Ye jesters who would scoff at Stoughton's fate
Or Hollis-ites forced to evacuate—
Ye who would laugh at such a grievous state,
Though now in Grays or Thayer thou feelst free,
Know that the Mem Church bell hath tolled for thee!
Shall Weld be next? Or Hurlbut, or the MAC?
Shall we awake one morn to cry, "Alack,"
"Thirteen more first-years have been Pennypack'd!"
Thou Architect whose Temples stand upright,
Preserve us from this terror in the night!

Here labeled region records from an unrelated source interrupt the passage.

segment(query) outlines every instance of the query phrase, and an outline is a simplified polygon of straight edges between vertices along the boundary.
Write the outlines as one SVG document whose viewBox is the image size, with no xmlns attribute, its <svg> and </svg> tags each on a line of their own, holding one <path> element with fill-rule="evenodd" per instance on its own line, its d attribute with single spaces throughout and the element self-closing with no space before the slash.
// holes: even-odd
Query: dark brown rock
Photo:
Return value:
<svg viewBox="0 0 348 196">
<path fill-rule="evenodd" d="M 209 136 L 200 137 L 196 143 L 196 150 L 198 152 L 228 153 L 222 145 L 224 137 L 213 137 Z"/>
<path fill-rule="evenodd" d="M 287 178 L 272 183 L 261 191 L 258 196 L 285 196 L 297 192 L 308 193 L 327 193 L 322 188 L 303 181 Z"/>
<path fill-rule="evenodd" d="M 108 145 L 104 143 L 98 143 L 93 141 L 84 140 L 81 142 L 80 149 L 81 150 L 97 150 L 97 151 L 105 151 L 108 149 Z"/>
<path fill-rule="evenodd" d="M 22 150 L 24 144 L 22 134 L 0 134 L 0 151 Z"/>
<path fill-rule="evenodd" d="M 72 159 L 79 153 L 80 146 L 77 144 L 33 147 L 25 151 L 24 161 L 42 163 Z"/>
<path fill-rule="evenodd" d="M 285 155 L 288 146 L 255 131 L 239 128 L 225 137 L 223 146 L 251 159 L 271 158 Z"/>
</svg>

O Stoughton! Thy new and frightened first-years weep
That e'er in the vastness of thy keep
They were assigned by FDO to sleep!
Take heart, thou first-years, for although thy room
Is empty, thy proud tow'rs wreathed in gloom;
Thy college life is not controlled by fate!
Thy First Nights do not thy career create!
Thou shall achieve in time a happier state!
Honor thy hall with honest heart and hand,
And Stoughton's true ceilings shall forever stand.